LivingSocial reduces workforce by 20 percent

D.C.-based daily deals company LivingSocial Inc. announced Thursday it will reduce its total workforce by about 20 percent in what new CEO Gautam Thakar called a necessary step in the “refounding” of the company.

The layoffs will impact about 100 of LivingSocial’s roughly 500 District-based employees and about 400 companywide. The workforce reduction includes the closure of the company’s sales facility in Torrance, California. A handful of California-based employees will remain with the company and work remotely.

The layoffs come as a result of an in-depth review of the company’s business operations that followed the appointment of Thakar in August.

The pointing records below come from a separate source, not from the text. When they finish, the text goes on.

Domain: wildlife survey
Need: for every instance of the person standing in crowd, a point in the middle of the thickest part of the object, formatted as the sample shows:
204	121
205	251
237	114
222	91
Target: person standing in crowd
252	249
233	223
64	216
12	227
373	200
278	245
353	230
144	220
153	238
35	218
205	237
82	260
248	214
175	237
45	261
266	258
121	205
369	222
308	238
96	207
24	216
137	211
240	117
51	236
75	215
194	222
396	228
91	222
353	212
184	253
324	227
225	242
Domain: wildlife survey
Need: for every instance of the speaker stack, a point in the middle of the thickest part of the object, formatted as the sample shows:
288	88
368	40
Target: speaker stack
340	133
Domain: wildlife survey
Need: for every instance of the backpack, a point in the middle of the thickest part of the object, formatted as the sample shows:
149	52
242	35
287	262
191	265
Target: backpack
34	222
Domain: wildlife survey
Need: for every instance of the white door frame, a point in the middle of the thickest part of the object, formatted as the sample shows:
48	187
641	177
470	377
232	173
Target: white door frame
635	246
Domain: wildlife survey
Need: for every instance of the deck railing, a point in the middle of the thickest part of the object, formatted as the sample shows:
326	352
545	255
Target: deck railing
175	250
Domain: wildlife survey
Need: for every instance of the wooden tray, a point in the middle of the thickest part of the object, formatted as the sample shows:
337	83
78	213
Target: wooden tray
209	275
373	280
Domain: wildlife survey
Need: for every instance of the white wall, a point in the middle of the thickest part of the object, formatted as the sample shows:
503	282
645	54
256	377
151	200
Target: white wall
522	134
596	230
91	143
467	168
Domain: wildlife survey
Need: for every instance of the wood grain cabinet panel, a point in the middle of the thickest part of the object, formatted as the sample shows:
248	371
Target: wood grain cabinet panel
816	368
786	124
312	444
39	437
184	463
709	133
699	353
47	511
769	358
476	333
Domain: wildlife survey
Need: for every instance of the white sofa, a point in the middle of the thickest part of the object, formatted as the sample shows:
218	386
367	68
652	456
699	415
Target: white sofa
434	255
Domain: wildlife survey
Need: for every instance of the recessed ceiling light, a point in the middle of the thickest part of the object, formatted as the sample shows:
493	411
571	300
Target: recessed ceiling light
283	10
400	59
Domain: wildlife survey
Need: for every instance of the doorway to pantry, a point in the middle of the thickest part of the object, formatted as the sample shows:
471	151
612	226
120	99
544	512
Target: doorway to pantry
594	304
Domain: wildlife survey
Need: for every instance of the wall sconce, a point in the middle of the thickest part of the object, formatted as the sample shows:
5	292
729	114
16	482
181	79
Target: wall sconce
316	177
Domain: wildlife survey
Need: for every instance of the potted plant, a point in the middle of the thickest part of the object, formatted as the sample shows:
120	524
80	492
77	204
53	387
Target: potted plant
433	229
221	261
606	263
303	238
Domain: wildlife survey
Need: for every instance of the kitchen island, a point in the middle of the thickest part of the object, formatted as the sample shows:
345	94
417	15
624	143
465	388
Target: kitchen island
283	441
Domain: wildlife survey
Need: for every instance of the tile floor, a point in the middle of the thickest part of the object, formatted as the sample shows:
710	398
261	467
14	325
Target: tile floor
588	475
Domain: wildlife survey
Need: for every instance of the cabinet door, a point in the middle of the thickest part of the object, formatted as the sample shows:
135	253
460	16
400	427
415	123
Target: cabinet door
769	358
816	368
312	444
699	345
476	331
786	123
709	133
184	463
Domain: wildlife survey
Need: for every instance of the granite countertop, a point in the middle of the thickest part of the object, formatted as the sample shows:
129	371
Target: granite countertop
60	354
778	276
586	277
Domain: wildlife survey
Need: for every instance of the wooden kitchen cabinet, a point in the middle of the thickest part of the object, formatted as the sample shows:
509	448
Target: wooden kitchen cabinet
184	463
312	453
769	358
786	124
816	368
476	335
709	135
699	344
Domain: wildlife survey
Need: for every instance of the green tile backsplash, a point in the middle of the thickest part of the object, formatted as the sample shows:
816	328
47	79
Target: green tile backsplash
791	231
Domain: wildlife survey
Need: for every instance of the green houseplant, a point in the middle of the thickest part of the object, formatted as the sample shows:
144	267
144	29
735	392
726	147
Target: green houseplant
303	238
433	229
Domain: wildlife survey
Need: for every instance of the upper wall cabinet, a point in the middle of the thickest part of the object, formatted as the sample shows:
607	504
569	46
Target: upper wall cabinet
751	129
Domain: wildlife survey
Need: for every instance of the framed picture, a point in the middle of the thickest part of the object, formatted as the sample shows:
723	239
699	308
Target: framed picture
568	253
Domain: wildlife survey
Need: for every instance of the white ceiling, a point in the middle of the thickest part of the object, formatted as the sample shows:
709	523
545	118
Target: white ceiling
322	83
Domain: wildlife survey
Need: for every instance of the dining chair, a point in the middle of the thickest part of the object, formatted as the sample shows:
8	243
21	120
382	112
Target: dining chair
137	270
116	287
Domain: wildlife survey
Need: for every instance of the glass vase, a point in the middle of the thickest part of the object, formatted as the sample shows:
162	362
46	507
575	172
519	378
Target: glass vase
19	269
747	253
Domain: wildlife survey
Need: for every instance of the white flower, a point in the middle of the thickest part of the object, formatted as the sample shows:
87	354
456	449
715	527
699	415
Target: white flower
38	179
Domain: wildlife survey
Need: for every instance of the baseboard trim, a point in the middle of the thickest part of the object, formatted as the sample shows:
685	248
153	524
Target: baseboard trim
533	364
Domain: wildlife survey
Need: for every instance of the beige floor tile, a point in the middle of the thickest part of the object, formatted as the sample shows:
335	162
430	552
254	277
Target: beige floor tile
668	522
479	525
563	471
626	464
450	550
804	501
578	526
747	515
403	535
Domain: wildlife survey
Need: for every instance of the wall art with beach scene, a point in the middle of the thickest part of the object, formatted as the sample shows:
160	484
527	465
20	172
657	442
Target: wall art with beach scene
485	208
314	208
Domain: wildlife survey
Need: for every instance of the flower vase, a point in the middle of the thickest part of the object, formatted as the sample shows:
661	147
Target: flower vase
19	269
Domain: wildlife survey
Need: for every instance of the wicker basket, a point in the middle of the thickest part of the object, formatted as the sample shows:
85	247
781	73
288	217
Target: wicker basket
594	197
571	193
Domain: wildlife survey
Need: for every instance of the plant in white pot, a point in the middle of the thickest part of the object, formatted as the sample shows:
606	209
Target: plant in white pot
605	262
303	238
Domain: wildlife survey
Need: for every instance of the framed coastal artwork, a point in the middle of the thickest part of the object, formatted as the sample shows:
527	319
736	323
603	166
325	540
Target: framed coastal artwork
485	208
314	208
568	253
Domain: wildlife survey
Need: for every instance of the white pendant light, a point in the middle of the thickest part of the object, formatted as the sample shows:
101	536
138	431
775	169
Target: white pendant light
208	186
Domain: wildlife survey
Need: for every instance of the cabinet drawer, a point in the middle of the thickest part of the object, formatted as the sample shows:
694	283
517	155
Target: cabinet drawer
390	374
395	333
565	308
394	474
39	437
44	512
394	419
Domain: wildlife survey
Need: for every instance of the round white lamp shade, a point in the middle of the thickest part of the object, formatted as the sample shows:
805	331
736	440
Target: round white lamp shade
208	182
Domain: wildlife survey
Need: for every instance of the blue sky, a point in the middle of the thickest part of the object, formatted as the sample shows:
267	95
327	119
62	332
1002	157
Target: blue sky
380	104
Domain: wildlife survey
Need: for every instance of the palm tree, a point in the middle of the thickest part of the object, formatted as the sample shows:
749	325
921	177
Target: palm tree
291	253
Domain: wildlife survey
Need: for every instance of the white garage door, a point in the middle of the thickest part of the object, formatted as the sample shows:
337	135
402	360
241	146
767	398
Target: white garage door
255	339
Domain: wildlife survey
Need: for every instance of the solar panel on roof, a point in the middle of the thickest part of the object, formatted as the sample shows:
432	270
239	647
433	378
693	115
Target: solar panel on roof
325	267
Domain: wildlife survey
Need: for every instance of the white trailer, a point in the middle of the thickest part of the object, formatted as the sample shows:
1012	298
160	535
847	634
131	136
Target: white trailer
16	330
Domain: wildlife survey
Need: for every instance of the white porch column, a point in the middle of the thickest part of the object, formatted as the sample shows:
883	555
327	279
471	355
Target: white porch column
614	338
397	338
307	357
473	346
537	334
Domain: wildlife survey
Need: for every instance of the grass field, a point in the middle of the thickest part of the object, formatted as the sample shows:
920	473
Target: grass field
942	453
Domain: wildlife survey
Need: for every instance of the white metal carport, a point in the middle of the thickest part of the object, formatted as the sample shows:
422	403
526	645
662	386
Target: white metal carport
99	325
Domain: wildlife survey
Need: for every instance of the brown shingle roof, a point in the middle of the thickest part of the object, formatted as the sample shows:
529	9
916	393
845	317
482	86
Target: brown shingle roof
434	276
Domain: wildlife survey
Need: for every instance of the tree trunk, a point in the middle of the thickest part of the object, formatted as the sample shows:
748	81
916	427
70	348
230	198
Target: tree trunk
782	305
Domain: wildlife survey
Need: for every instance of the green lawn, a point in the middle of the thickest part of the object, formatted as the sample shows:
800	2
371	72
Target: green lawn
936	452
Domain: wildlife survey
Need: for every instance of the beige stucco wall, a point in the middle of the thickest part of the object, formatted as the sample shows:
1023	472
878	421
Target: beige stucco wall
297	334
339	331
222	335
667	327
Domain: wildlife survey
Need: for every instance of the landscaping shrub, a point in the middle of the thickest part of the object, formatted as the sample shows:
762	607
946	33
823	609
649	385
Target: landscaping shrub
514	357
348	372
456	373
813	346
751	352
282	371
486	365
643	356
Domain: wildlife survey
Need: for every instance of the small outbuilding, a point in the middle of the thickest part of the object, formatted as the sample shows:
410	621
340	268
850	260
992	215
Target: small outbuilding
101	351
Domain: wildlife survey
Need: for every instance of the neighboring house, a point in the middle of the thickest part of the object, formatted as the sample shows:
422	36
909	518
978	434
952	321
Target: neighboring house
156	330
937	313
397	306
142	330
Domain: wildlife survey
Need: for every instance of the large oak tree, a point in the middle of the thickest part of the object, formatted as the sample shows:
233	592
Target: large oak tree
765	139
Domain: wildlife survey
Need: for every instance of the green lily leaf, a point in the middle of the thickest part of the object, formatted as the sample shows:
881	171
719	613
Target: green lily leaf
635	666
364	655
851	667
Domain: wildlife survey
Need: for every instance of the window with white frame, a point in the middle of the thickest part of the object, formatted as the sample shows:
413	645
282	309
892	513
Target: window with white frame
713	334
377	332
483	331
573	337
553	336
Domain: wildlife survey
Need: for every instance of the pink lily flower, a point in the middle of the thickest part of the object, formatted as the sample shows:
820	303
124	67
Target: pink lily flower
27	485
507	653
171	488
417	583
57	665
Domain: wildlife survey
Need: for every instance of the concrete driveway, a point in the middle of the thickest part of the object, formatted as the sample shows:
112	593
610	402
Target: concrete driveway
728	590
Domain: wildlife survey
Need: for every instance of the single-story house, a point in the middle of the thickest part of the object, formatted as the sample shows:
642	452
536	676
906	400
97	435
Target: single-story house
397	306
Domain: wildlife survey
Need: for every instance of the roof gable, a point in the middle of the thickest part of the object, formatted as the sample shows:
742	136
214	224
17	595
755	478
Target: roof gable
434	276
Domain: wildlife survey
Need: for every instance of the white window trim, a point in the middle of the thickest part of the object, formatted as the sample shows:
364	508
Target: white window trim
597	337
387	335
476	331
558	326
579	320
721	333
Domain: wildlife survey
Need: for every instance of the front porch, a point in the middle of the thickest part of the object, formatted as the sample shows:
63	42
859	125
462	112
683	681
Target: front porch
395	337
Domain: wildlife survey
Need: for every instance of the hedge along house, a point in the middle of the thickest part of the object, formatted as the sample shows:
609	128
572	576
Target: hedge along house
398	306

“One of the conclusions is there is a huge market in local and national deals, but the reality is we were undertaking too many things and needed to focus,” the former eBay exec said.

The workforce reduction will create a more efficient sales model and open the company to fund areas of growth, Thakar said, with an emphasis on technology, mobile and data science.

LivingSocial will continue recruiting in these sectors.

“Investing in app and mobile is something that makes sense,” Thakar said. “It’s a more scalable way of doing business and creates a business model we can win in.”

Thakar also said he wants to focus on seeing more long-term deals and better client retention.

Once Thakar identified the areas of concentration, he said he wanted to be direct and transparent and move forward swiftly with changes.

Layoff notifications were made Wednesday night and Thursday morning. Impacted employees will be offered severance packages, assistance with continuation of health benefits and outplacement support.

“When I came to this company, I knew it was going to be an exciting but tough, long journey to get us where we want to be as a business,” he said.

Last week, LivingSocial posted a widening $32 million third quarter net loss on $64 million in revenue.